Sweet Loretta Fat needs all the good thoughts she can get right now.


----------



## spring pace (Aug 4, 2009)

hope you can keep her as comfortable as possible and that she doesnt have to suffer. my thoughts and angels are w/ you. so sorry for the so sad news.


----------



## Isa (Aug 4, 2009)

O no, I am sorry to hear that Loretta is not doing too good Clementine. I will pray for her and both of you are in my thoughts.


----------



## Yvonne G (Aug 4, 2009)

I know its just a lowly lizard, but we DO invest quite a lot of emotion into our treasured pets, no matter what kind they are.
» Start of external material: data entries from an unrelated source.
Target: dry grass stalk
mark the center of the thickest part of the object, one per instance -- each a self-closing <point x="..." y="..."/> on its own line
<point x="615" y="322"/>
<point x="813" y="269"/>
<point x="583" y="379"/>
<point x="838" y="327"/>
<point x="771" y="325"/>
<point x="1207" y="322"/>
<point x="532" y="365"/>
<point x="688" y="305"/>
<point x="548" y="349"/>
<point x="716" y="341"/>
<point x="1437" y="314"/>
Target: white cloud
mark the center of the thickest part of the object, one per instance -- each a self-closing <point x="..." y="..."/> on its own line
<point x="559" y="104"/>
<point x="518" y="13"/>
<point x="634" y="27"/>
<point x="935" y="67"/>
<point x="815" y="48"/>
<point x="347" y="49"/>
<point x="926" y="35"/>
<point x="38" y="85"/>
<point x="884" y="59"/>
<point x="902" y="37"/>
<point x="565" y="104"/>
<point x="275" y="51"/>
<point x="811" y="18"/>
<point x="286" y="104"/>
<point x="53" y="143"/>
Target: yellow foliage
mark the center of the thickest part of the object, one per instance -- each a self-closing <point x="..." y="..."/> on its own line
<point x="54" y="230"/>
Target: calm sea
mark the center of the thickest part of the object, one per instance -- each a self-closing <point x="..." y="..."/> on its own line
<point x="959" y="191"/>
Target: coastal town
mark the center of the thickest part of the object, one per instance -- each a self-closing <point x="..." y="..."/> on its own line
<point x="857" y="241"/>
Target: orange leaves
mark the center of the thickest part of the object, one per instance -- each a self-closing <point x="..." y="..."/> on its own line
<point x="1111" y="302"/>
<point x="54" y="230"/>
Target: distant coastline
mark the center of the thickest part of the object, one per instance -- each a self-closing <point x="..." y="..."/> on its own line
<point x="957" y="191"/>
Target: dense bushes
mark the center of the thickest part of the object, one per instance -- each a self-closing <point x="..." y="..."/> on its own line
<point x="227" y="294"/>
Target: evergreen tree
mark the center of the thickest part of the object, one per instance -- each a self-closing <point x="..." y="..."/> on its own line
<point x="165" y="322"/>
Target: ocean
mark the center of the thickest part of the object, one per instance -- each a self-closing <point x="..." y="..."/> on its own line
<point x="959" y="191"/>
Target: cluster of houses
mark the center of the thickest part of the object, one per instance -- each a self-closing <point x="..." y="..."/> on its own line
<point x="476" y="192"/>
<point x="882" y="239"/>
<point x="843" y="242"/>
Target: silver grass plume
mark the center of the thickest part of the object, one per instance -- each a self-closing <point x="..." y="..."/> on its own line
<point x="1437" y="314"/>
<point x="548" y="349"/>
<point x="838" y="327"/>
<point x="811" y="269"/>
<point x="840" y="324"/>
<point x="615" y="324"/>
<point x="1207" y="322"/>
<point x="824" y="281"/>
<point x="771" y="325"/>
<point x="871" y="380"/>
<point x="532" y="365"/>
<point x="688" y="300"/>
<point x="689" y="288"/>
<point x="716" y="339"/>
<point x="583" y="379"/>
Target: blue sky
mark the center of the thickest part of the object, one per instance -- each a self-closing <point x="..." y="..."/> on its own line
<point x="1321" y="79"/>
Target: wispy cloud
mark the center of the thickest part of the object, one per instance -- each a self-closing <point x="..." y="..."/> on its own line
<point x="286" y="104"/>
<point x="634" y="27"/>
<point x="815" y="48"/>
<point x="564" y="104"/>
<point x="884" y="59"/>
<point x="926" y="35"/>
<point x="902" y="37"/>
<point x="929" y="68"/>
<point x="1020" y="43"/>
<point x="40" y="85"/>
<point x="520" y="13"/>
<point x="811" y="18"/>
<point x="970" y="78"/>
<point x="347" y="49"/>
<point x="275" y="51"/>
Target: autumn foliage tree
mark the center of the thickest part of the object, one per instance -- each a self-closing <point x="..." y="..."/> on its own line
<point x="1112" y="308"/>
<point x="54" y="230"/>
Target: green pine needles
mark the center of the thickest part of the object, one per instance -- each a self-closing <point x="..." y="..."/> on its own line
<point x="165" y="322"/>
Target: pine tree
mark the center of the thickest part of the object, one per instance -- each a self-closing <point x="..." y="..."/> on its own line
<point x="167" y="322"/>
Here's hoping Loretta gets through this ok. 







Yvonne


----------



## Crazy1 (Aug 4, 2009)

Good thoughts coming for Lorretta and 3's, way from Me and all of mine.


----------



## terryo (Aug 4, 2009)

Oh..hugs and prayers for you and lil Lorretta. That is so sad.


----------



## Clementine_3 (Aug 5, 2009)

Thanks everyone.
Yes, she is so much more than a lowly lizard. My friends humor me and pretend to be concerned with me about my critters but I know they just don't understand. 
She is resting comfortably in her humid hide right now, she was on top of it yesterday for a bit so is moving around. I must have gone over to her tank 1000 times to check on her, she's probably thinking "back off crazy lady, let a girl rest!". She looks so tired and pale 
The vet was not optimistic but did say she could pull through and be fine for "who knows how long" but someday that artery is going to give out and that will be that. I'm certainly hoping "who knows how long" is rather a long time.
I have to give her a drop of vitamin K every day for 10 days, he said it can't do any harm and it may help her clotting.


----------



## ChiKat (Aug 5, 2009)

Oh I'm so sorry  I have 2 leos and I would be devastated if something happened to one of them. You're right about some people just not understanding about our "lowly lizards" but they're our babies!!
Get well soon Loretta!! 
*hugs*


----------



## Stazz (Aug 6, 2009)

Aw nooo I am so sorry to hear that Clementine ! I will pray for Loretta. You are in our thoughts and many prayers.


----------



## Nay (Aug 6, 2009)

Clementine, I do know so much when you say people say things to be polite. I am the crazy exotic lady, give it to Nay she'll take anything home. But it's the love of the critters that draw us. They want simple things that we can provide for them, as best we can. And nothing more. Those little Geckos are so cool. We just lost one of our anoles and you just wonder what we could do differently.
I will wish happy thoughts for Loretta.
Nay


----------



## Clementine_3 (Aug 7, 2009)

Thanks!
I got a sort of good look at her little belly today (no handling, she was walking around a bit) and it looks fantastic. I couldn't see any of the nasty pooled blood so her little self must be reabsorbing it. She still looks awful but seems to feeling a bit better. Poor girl.


----------



## Clementine_3 (Aug 7, 2009)

OK, I just have to tell!!! She just ate!! I'm so happy right now  Her tongue is nice and pink, it had been almost white due to her blood loss. She still looks tired but she ate with her pink tongue!!!!


----------



## Isa (Aug 8, 2009)

Clementine_3 said:


> OK, I just have to tell!!! She just ate!! I'm so happy right now  Her tongue is nice and pink, it had been almost white due to her blood loss. She still looks tired but she ate with her pink tongue!!!!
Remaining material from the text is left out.